Article by James Woudhuysen, who is visiting professor of forecasting and innovation at London South Bank University.
The smell around the water firms could hardly be more pungent. At the same time as they dump effluent into our rivers, the chief execs are earning hundreds of thousands of pounds in bonuses alone. They can even top up these salaries by sitting on the boards of each other’s companies.
So how did we get here? The blame cannot be placed on the water companies alone. The corporate failures are undoubtedly legion. But they have been compounded by an opaque web of state regulators and non-governmental organisations who also manage and monitor the water industry.
One thing that binds the regulators and the water companies together, and more or less ensures that problems go unsolved and the public’s needs are ignored, is an obsession with climate change.

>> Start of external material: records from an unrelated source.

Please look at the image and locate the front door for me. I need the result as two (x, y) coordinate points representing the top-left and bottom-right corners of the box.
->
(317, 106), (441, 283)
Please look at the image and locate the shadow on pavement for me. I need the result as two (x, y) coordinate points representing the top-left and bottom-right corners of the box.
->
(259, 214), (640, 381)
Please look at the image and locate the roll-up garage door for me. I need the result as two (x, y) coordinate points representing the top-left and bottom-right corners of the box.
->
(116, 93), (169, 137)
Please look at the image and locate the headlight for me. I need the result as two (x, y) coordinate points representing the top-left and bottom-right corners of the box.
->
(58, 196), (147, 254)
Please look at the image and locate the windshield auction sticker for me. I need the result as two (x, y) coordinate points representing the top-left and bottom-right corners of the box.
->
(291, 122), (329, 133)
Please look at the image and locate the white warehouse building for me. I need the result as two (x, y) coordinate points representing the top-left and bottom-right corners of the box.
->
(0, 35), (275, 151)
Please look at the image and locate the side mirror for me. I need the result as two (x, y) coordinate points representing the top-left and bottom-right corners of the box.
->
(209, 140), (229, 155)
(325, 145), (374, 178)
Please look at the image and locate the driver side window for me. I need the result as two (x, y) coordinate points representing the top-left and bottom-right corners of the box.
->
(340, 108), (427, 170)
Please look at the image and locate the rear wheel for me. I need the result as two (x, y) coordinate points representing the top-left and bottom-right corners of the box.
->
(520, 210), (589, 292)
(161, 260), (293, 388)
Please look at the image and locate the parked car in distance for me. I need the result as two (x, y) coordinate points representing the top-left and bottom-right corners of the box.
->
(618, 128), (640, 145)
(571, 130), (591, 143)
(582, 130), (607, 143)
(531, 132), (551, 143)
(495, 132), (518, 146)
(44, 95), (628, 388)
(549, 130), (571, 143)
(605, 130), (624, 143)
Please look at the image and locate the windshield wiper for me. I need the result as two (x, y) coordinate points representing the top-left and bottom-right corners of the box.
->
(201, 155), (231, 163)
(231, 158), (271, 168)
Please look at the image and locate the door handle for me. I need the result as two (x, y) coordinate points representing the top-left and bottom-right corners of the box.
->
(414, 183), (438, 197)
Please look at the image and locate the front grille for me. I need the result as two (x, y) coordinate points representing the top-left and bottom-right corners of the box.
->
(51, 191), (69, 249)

The corporate water sharks and the bureaucrats agree that climate change is at the root of all evil. And as we have seen recently, both dry spells and heavy rain can be blamed on climate change. Regulators and companies tell us to save water when it’s dry – because of climate change. And then when it suddenly gets wet, the sewage overflows are also our fault – because we’ve failed to do our bit to stop climate change.
The first step to ending the outrage of sewage spewing into our waters is to reject this self-serving narrative, to reject the intimate relations between the state, water companies and environmentalists, and to hold all three fully to account. Britain’s bloated and ineffectual water bureaucracy – not climate change, nor the people – is the real problem here.